While the 3rd Emergency Committee convened by the Director-General under the International Health Regulations decreed September 25th that the conditions for a Public Health Emergency of International Concern (PHEIC) have not been met, it did conclude the following:

  • strengthening surveillance, especially in countries with pilgrims participating in Umrah and the Hajj;
  • continuing to increase awareness and effective risk communication concerning MERS-CoV, including with pilgrims;
  • supporting countries that are particularly vulnerable, especially in Sub-Saharan Africa taking into account the regional challenges;
  • increasing relevant diagnostic testing capacities;
  • continuing with investigative work, including identifying the source of the virus and relevant exposures through case control studies and other research; and
  • timely sharing of information in accordance with the International Health Regulations (2005) and ongoing active coordination with WHO.
The following press briefing by Dr Keiji Fukuda noted that:
  • cases have been found in 9 countries
  • no umrah visitors were infected
  • more cases in men than women (~59% male)

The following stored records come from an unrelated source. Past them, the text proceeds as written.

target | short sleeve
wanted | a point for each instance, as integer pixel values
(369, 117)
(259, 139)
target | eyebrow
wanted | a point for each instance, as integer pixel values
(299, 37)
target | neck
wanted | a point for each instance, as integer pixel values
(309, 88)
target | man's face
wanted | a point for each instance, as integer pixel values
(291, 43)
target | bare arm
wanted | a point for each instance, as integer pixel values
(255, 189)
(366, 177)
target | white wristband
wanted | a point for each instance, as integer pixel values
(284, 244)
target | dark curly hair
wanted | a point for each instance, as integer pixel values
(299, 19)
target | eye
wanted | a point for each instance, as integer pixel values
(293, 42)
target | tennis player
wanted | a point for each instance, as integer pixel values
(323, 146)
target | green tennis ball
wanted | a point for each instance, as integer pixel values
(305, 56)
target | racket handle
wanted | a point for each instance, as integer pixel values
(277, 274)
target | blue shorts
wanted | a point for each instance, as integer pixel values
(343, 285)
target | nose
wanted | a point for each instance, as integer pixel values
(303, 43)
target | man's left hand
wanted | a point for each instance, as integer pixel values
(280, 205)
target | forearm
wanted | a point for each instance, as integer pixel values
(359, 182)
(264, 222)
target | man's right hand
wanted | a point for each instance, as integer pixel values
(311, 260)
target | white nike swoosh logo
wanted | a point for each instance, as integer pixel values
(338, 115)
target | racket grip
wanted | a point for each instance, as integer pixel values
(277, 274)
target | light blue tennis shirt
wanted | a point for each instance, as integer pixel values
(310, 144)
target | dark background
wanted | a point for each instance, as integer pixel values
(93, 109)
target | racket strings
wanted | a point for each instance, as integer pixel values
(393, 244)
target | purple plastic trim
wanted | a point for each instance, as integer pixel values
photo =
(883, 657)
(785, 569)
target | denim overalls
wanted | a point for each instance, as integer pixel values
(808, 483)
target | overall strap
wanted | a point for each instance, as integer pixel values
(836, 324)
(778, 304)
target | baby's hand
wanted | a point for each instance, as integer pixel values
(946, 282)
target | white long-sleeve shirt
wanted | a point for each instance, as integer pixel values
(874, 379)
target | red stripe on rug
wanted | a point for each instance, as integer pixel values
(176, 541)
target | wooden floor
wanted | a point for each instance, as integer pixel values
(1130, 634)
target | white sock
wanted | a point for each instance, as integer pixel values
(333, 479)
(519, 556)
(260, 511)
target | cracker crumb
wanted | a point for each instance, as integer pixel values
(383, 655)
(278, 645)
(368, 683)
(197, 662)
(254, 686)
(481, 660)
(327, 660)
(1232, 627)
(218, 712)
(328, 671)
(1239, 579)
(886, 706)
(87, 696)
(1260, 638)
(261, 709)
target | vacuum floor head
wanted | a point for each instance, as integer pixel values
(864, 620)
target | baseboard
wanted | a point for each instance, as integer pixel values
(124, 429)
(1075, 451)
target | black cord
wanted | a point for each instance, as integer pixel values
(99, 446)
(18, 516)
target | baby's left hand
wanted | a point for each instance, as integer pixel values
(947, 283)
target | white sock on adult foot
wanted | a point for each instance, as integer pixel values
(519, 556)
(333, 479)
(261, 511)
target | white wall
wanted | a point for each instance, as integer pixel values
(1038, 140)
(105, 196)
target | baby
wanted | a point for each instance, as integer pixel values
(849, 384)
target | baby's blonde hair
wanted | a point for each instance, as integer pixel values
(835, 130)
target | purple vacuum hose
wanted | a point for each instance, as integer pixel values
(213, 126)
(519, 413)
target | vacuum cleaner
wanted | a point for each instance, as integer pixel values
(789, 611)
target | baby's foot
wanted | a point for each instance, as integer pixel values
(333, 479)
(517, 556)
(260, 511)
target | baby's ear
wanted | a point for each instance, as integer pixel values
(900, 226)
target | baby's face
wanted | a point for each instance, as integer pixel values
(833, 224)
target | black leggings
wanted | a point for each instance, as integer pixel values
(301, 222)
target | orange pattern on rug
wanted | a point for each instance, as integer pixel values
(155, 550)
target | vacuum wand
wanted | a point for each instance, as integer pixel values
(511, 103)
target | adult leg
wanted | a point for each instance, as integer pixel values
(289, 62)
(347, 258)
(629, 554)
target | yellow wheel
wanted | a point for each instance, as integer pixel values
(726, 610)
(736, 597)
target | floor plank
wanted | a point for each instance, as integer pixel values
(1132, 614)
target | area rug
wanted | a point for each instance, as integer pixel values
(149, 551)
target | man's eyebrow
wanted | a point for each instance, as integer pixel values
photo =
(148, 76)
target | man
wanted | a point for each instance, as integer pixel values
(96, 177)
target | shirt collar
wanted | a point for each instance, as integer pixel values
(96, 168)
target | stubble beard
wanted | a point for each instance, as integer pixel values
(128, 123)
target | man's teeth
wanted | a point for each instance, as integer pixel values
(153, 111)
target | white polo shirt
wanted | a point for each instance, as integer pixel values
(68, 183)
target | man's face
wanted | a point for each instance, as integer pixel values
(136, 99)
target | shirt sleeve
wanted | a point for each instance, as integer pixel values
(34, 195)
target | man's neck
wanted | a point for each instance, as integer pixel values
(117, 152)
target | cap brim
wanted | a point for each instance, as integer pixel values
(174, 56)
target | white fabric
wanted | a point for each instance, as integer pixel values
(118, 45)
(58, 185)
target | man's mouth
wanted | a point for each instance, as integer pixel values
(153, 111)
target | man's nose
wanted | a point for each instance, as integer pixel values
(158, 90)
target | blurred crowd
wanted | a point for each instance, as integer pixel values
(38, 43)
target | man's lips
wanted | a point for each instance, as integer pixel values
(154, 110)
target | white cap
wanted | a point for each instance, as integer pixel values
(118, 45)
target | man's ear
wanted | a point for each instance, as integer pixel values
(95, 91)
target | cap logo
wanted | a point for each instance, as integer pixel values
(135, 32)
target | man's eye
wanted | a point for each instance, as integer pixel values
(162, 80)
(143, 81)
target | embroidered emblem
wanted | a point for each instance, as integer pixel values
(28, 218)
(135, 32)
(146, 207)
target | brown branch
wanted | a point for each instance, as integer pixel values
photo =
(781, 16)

  • about a third of (so-called sporadic) cases occur in the community; acquired there via an unknown exposure.
    • older, male, underlying conditions have most severe outcomes
    • suspicion is that exposure is related to animals but how remains unknown
  • another group is person-to-person (family and hospital settings) that lead to clusters but no translation to community case spreads
  • we are seeing the emergence of a new virus, limited to the Middle East, but the full picture remains to be captured
  • we are seeing more mild cases as surveillance picks up but the disease should not be considered mild
  • overall levels of testing after umrah is variable and overall  testing in a number of countries at particular risk of infection is sub-optimal
  • an ideal level of surveillance should be sustained, not bankrupt the country or exhaust resources but identify whether infections are coming into a country or if infection trends are changing. The level of detail depends on the country.
  • WHO is, in general, providing all the information they have
My count seems to be 139 cases with 58 deaths among those giving a PFC of 41.7%. This included the reclassification of 2 "local" Italian cases as probable rather than laboratory confirmed. FluTrackers and I keep the continuous numbering system though, we just deduct 2 from the tally.

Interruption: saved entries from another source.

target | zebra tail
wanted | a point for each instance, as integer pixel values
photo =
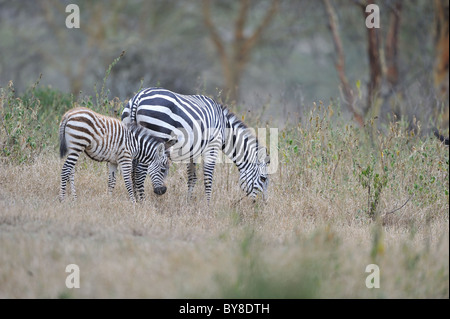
(62, 137)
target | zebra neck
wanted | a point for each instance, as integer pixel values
(240, 145)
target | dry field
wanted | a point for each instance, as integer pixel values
(311, 240)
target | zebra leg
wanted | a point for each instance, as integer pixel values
(209, 163)
(67, 173)
(112, 168)
(140, 173)
(126, 166)
(192, 178)
(72, 184)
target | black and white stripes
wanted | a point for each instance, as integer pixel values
(104, 138)
(202, 129)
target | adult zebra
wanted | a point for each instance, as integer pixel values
(104, 138)
(202, 128)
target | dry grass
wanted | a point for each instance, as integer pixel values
(303, 244)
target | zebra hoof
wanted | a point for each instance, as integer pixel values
(160, 190)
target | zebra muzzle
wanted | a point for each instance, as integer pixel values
(160, 190)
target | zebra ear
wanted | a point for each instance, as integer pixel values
(170, 142)
(262, 155)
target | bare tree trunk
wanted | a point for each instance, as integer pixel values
(375, 66)
(441, 69)
(392, 75)
(233, 63)
(347, 92)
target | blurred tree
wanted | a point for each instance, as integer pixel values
(347, 92)
(383, 63)
(234, 60)
(441, 42)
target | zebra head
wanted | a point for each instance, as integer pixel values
(255, 179)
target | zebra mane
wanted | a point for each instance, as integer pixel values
(140, 131)
(237, 123)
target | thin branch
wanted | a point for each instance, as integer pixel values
(340, 61)
(252, 40)
(215, 37)
(398, 208)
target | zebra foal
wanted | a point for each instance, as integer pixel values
(106, 139)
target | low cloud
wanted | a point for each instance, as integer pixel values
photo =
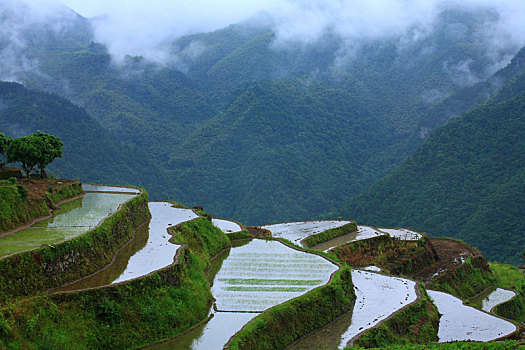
(135, 28)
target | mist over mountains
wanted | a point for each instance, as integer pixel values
(260, 112)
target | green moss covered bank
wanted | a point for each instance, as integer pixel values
(327, 235)
(17, 209)
(283, 324)
(35, 271)
(466, 280)
(394, 256)
(131, 314)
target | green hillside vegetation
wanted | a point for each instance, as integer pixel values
(89, 152)
(131, 314)
(506, 345)
(283, 324)
(19, 206)
(417, 323)
(467, 181)
(510, 277)
(237, 111)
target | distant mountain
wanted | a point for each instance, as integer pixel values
(258, 130)
(89, 152)
(467, 180)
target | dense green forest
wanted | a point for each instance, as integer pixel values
(258, 131)
(89, 152)
(467, 181)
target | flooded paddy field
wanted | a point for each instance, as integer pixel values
(363, 232)
(158, 252)
(498, 296)
(71, 219)
(378, 297)
(460, 322)
(297, 231)
(226, 226)
(248, 279)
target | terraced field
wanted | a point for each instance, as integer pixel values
(72, 219)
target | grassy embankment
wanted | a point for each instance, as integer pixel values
(417, 323)
(283, 324)
(21, 202)
(138, 312)
(394, 256)
(465, 280)
(33, 272)
(510, 277)
(506, 345)
(327, 235)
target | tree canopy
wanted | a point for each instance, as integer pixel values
(3, 146)
(37, 149)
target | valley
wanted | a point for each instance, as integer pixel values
(262, 175)
(253, 276)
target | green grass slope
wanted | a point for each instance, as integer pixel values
(89, 151)
(467, 181)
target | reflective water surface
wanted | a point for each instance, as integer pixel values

Click to enlarge. A map showing countries where cases have
been detected (orange) and those where local transmission
has occurred (red).

In context of global infectious diseases, that is not a large number of cases but it remains a high proportion of deaths. 

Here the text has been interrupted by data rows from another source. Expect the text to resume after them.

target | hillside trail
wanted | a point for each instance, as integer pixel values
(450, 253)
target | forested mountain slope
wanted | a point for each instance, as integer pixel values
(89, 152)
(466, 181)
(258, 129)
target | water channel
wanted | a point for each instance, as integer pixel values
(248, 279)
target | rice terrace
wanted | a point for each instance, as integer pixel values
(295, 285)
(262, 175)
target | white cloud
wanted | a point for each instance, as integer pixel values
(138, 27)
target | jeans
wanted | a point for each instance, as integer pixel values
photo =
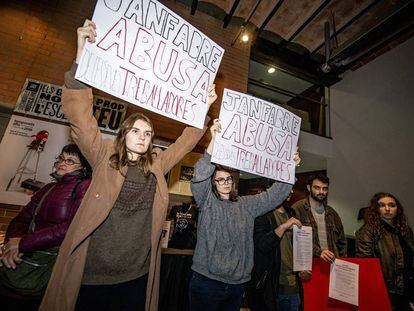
(211, 295)
(288, 302)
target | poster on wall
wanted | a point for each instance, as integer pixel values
(257, 136)
(35, 135)
(149, 56)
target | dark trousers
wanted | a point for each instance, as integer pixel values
(211, 295)
(10, 301)
(126, 296)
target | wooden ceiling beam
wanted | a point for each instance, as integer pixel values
(311, 18)
(348, 23)
(229, 16)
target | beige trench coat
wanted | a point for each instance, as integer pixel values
(63, 287)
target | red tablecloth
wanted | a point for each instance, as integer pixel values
(372, 291)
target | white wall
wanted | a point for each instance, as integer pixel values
(372, 117)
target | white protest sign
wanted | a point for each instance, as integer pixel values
(149, 56)
(257, 136)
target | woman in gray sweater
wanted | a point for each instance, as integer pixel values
(223, 257)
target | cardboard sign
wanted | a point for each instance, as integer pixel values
(35, 135)
(257, 136)
(149, 56)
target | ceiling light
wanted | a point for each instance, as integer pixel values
(271, 70)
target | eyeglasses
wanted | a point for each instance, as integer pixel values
(69, 162)
(221, 181)
(389, 204)
(319, 188)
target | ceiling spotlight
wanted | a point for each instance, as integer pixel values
(245, 37)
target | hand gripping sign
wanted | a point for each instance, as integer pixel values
(149, 56)
(257, 136)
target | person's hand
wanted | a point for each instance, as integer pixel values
(296, 157)
(290, 222)
(279, 231)
(215, 128)
(327, 255)
(11, 259)
(86, 32)
(305, 275)
(212, 95)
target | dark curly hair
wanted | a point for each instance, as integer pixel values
(373, 218)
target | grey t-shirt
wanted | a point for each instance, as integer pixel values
(119, 249)
(224, 250)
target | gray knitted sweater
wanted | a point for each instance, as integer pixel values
(224, 250)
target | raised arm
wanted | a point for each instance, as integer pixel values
(77, 104)
(201, 182)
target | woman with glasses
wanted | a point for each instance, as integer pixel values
(43, 222)
(387, 236)
(223, 257)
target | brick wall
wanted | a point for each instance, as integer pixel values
(38, 40)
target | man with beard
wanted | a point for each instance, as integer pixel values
(329, 239)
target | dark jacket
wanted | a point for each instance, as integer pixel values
(54, 216)
(334, 229)
(387, 247)
(263, 288)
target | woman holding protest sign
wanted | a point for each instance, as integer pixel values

To tackle this high PFC, we really need to do something, on a research basis (so as not to bankrupt or over-tax already strained diagnostic services), that was not specifically listed above; test more well people prospectively. This will address how widespread the virus is among those who are not older, male and sick with comorbidities.

Seems like a job for local academic medical researchers - with some special government funding made available perhaps?